Evaluation of propofol washout on opioid and benzodiazepine requirements of critically ill pediatric patients
Description
Lauren Smiley, PGY2
Children's Health Children's Medical Center Dallas, Dallas, Texas
Objectives:
1. Understand the mechanism of action, approved indications, and potential adverse effects of propofol.
2. Discuss the theoretical benefit of using propofol for continuous sedation in difficult to manage pediatric patients.

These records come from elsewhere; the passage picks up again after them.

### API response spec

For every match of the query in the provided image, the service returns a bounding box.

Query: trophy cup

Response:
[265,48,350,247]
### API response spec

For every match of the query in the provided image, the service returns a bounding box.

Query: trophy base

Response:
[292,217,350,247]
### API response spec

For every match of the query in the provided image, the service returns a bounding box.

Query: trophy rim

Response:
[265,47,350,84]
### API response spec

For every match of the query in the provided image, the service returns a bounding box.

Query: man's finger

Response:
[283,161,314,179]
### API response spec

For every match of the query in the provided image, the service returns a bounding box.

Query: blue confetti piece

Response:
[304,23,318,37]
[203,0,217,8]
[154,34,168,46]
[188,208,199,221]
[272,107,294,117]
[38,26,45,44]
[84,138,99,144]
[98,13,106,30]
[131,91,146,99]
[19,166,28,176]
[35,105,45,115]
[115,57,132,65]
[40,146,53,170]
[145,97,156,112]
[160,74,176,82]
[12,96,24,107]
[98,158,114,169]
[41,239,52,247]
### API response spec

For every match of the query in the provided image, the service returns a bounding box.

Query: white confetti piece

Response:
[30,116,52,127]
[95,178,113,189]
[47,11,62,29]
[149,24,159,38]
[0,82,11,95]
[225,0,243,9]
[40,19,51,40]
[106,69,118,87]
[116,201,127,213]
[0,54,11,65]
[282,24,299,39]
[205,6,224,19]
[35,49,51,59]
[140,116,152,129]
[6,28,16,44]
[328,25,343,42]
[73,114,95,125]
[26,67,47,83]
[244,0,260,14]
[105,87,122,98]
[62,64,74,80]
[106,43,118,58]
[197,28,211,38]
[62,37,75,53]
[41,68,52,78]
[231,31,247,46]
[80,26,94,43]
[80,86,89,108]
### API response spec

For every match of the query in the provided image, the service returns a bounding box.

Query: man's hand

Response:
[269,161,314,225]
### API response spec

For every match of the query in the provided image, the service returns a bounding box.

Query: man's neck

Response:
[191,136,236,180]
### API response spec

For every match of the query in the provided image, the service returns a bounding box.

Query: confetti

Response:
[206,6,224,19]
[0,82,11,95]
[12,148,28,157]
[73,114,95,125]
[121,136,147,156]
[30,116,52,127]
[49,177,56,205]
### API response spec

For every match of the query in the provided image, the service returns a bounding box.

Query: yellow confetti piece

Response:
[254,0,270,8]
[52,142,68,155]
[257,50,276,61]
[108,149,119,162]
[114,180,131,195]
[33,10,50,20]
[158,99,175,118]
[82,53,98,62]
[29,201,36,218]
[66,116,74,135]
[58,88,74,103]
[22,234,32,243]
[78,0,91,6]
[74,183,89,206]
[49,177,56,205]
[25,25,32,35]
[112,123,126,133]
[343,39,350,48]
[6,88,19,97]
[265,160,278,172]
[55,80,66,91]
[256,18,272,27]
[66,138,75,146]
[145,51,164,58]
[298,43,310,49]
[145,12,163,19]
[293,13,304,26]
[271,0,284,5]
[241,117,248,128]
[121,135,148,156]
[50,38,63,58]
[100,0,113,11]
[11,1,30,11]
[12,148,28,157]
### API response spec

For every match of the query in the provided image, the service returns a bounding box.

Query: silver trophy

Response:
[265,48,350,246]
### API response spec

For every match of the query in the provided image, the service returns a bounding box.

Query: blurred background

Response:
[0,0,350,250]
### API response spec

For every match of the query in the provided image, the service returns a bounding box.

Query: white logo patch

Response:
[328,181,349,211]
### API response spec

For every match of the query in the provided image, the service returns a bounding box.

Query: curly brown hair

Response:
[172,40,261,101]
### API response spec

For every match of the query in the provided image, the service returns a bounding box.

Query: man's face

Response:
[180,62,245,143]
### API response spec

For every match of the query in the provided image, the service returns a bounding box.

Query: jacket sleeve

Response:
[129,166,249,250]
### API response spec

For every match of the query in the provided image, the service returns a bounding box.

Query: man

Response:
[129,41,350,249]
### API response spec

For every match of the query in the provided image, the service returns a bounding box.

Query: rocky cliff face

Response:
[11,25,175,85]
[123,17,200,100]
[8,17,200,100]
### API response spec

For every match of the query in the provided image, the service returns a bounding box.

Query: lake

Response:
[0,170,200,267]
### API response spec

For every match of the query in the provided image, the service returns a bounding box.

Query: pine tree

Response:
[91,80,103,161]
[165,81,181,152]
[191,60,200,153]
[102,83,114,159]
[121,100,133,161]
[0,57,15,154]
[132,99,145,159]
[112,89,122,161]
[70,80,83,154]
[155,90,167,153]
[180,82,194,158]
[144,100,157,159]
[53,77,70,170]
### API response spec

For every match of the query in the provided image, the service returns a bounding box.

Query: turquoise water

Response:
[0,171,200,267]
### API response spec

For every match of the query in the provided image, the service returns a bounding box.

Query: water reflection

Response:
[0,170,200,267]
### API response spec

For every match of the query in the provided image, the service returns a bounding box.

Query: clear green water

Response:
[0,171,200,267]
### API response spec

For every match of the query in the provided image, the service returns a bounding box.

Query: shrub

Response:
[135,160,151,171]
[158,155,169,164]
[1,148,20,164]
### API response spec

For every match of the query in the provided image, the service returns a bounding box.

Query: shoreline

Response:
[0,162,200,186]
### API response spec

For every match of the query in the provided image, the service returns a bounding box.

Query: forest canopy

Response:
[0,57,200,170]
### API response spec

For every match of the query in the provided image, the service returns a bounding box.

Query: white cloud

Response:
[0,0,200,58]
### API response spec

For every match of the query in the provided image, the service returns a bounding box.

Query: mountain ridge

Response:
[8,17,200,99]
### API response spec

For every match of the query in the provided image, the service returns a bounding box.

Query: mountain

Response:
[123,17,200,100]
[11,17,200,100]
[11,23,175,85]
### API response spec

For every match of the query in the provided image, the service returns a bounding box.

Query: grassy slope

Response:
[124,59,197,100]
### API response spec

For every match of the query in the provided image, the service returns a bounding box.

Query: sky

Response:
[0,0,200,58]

3. Describe the effect of propofol infusions on concomitant opioid and benzodiazepine continuous infusion requirements for the management of continuous sedation in critically ill pediatric patients.
Abstract:
Evaluation of propofol washout on opioid and benzodiazepine requirements of critically ill pediatric patients
Lauren Smiley, PharmD, Courtney Long, PharmD, Proshad Efune, MD
INTRODUCTION
Achieving safe and effective sedation remains a challenging clinical problem for critically ill children in the intensive care unit. At Children’s Health Children’s Medical Center Dallas, propofol is commonly used in the intensive care units for the management of continuous sedation in order to decrease opioid and benzodiazepine requirements in select patients. This practice is anecdotally referred to as a “propofol washout”. The theory behind this practice is that replacing opioids and benzodiazepines with propofol will washout the patients’ receptors thereby allowing sedation and analgesia to be restarted at lower doses or to decrease opioid and benzodiazepine continuous infusion rates to facilitate extubation. While there is literature surrounding the efficacy and safety of propofol use in pediatric patients, the data describing the use of propofol for this specific indication is scarce. Additional analysis of the efficacy of propofol washouts could help guide prescribers’ future practice and potentially alter the management of continuous sedation in critically ill pediatric patients. The primary objective of this study is to describe the effect of propofol infusions on concomitant opioid and benzodiazepine continuous infusion requirements. The secondary objective is to describe the rate of successful extubations, clinical adverse effects, and length of intensive care unit and hospital length of stay.
METHODS
This is a retrospective cohort study of critically ill pediatric patients admitted to the intensive care unit (e.g., cardiovascular intensive care unit, pediatric intensive care unit, or trauma/neuro intensive care unit) at Children’s Health Children’s Medical Center Dallas between June 1, 2013 and May 31, 2018. All children admitted to the intensive care unit who received an opioid and/or benzodiazepine infusion in addition to a propofol infusion for the management of continuous sedation will be included in the study. Patients will be excluded if they received propofol for any of the following indications: increased intracranial pressure, procedural sedation, or status epilepticus. Patient demographics and clinical data to be collected includes: age, gender, race, weight, comorbid conditions, duration of opioid and/or benzodiazepine exposure, cumulative opioid and/or benzodiazepine dose, duration of propofol infusion, cumulative propofol dose, adverse drug effects, extubation outcomes, length of intensive care unit stay, and length of hospital stay.
RESULTS
Results will be submitted within final slides.
CONCLUSION
Conclusion will be submitted within final slides.